I do know that they use a "ground check" conductor in a lot of their flexible cables for portable equipment. In some cases this conductor is connected to a ground check device that will open the circuit on the loss of the equipment grounding path.
 

dbuckley

Senior Member
What I think you are talking about is a "prospective short circuit current" tester, which is a mandatory tool for electricians in many juristictions, in order that you can prove that under short conditions a breaker will open in the permitted time.

They are quite cool - you plug it in to the receptical, press the button, and it tells you what the current would be under short circuit conditions.

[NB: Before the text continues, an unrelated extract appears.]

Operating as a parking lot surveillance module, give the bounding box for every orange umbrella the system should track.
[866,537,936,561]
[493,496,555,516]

Try calling Fluke and/or Amprobe.
 

gws

Member
The plant processes stone materials. It is one story old building and is always wet due to the wet saws. All the circuits are THHN in metal conduit. All the machinery tested is hard wired and almost all is 3 phase. When talking to Fluke and Amprobe in the past, I do not get much help. I have used their earth ground test unit that is a clamp-on style. The down side to this is it can, at times, give a false low reading due to it reading a loop. It induces a voltage on the conductor being test and then measures the current flow. If the grounding conductors goes back to the servcie and the service as proper grounding the test is accurate. You are getting a true measure of the resistance in the grounding conductor. If however, you have a ground loop at the equipment, the induced voltage may make a loop at the equipment and the high amp reading may not be due to a good ground circuit but rather a ground loop. You may have a low resistance reading yet not a low resistance grounding circuit.

If you try to use one of Fluke's larger ground testing equipment you most likely with be using the stake system for out door use.

Thus, my problem.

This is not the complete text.